Economists also took the time to review statistical data from the last 60 years. It turned out that the trade balance deficit in 2025 was nearly a record high over the last six decades, totaling $900 billion, with only 2022 and 2024 recording larger deficits.
Based on all the above, I can say that the results of Trump's trade policy are unsatisfactory. Global issues in the U.S. economy were not eradicated, and many economists question whether it was worth attempting to eradicate them at such a cost. I repeat: America has lived with rising national debt, a budget deficit, and a trade deficit for decades. This model has always worked. Moreover, almost all countries worldwide have some form of national debt, and many have a negative trade balance. The problem lies not in the effectiveness of governance and trade policy but in the very nature of the economy itself. If the economy is export-oriented, the trade balance will very likely be surplus. For example, the European Union recorded a minimal deficit only once throughout the entire year of 2025. If the economy is import-oriented, it is evident that the country buys more than it sells.
In my opinion, Trump's trade policy will not yield significant results. The national debt will continue to grow, and if all tariff collections from 2025 have to be returned, it would deal a severe blow to the budget and the economy. Furthermore, it is unclear what tariff rates will apply in the long term following the Supreme Court's decision. Currently, Trump has set a uniform 15% rate for all countries. However, the president cannot impose a higher tariff, nor can he set different tariff rates for different countries. After 150 days, the U.S. Congress must approve the extension of these tariffs if Trump wishes to keep them. Therefore, the level of uncertainty regarding tariffs in February 2026 has increased even more.

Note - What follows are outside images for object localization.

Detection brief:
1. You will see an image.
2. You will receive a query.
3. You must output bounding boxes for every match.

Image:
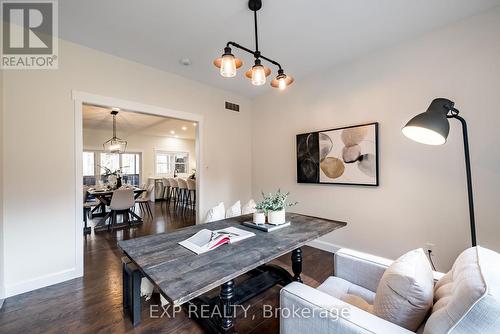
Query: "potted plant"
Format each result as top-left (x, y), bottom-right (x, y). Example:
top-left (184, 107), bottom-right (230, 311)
top-left (255, 190), bottom-right (298, 225)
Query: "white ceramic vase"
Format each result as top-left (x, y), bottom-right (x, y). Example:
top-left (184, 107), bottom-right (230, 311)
top-left (253, 211), bottom-right (266, 225)
top-left (267, 209), bottom-right (286, 225)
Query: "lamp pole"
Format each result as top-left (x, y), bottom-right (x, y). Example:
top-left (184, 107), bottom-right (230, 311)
top-left (451, 114), bottom-right (477, 246)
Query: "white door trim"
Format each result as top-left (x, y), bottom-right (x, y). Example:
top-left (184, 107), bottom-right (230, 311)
top-left (72, 90), bottom-right (204, 277)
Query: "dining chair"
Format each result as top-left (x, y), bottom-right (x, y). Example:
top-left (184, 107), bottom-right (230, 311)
top-left (135, 184), bottom-right (154, 218)
top-left (177, 178), bottom-right (188, 211)
top-left (187, 178), bottom-right (196, 211)
top-left (108, 188), bottom-right (135, 231)
top-left (83, 185), bottom-right (93, 235)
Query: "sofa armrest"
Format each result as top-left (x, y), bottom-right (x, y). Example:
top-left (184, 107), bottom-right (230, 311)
top-left (334, 248), bottom-right (392, 292)
top-left (334, 249), bottom-right (445, 291)
top-left (280, 282), bottom-right (413, 334)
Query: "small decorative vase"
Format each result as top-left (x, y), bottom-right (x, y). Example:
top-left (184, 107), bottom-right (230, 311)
top-left (253, 211), bottom-right (266, 225)
top-left (268, 209), bottom-right (286, 225)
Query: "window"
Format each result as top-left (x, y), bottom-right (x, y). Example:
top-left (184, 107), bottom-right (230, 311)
top-left (82, 151), bottom-right (95, 185)
top-left (82, 151), bottom-right (142, 186)
top-left (155, 151), bottom-right (189, 176)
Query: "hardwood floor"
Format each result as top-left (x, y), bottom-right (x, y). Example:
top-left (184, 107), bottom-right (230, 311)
top-left (0, 202), bottom-right (334, 334)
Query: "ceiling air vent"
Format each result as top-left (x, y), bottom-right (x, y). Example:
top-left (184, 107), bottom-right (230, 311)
top-left (225, 101), bottom-right (240, 112)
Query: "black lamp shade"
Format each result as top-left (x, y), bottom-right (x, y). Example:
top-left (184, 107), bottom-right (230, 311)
top-left (402, 98), bottom-right (453, 145)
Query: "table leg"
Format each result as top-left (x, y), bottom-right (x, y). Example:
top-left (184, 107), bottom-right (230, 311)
top-left (219, 279), bottom-right (235, 333)
top-left (291, 248), bottom-right (303, 283)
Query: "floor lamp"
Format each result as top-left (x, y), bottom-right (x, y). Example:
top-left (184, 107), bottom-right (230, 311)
top-left (402, 98), bottom-right (477, 247)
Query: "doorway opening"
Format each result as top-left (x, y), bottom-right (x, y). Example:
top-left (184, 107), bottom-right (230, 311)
top-left (73, 91), bottom-right (203, 277)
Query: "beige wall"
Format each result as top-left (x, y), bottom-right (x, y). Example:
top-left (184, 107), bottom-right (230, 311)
top-left (83, 128), bottom-right (197, 181)
top-left (252, 9), bottom-right (500, 270)
top-left (2, 39), bottom-right (252, 296)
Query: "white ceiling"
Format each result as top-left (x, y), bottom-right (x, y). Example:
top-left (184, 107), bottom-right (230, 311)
top-left (83, 105), bottom-right (196, 139)
top-left (60, 0), bottom-right (500, 97)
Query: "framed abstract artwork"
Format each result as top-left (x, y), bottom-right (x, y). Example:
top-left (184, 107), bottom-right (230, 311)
top-left (296, 122), bottom-right (379, 186)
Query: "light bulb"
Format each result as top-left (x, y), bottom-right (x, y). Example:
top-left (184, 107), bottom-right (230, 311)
top-left (220, 54), bottom-right (237, 77)
top-left (278, 76), bottom-right (287, 90)
top-left (251, 65), bottom-right (266, 86)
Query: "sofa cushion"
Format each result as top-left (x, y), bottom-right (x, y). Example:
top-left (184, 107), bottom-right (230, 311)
top-left (242, 199), bottom-right (257, 215)
top-left (225, 200), bottom-right (241, 218)
top-left (317, 276), bottom-right (376, 304)
top-left (424, 246), bottom-right (500, 334)
top-left (373, 248), bottom-right (434, 331)
top-left (205, 202), bottom-right (225, 223)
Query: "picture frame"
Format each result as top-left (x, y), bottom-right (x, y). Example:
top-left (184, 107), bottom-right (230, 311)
top-left (296, 122), bottom-right (379, 186)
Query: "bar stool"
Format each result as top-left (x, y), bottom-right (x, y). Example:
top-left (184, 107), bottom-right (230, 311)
top-left (187, 179), bottom-right (196, 211)
top-left (177, 178), bottom-right (188, 211)
top-left (161, 178), bottom-right (170, 209)
top-left (168, 178), bottom-right (179, 208)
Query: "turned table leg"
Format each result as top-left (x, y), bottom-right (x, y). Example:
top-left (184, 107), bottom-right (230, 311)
top-left (219, 279), bottom-right (235, 333)
top-left (291, 248), bottom-right (303, 283)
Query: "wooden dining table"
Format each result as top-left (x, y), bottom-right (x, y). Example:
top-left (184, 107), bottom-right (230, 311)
top-left (87, 187), bottom-right (145, 232)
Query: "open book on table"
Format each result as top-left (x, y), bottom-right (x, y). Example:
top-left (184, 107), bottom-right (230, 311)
top-left (179, 226), bottom-right (255, 254)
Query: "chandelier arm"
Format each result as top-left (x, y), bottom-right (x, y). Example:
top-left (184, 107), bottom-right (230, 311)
top-left (226, 41), bottom-right (283, 71)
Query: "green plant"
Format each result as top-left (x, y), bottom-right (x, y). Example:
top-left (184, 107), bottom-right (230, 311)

Based on the analysis of EUR/USD, I conclude that the instrument continues to build an upward trend segment. Trump's policies and the Federal Reserve's monetary policy remain significant factors contributing to the long-term decline of the American currency. The targets for the current segment of the trend may extend up to the 25th figure. At this moment, I believe that the instrument remains within the framework of global wave 5, so I expect an increase in quotes in the first half of 2026. The corrective structure a-b-c could end at any time, as it has already taken a convincing form. I believe it is now advisable to search for areas and levels for new purchases with targets located around 1.2195 and 1.2367, corresponding to 161.8% and 200.0% on the Fibonacci.
The wave analysis of the GBP/USD instrument appears quite clear. The five-wave upward structure has completed its formation, but global wave 5 may take a much more extended form. I believe that the construction of a corrective wave set may soon conclude, after which the upward trend will resume. Therefore, I can now advise seeking opportunities for new purchases with targets positioned above the 39 figure. In my opinion, under Trump, the British pound has a good chance of rising to $1.45-$1.50.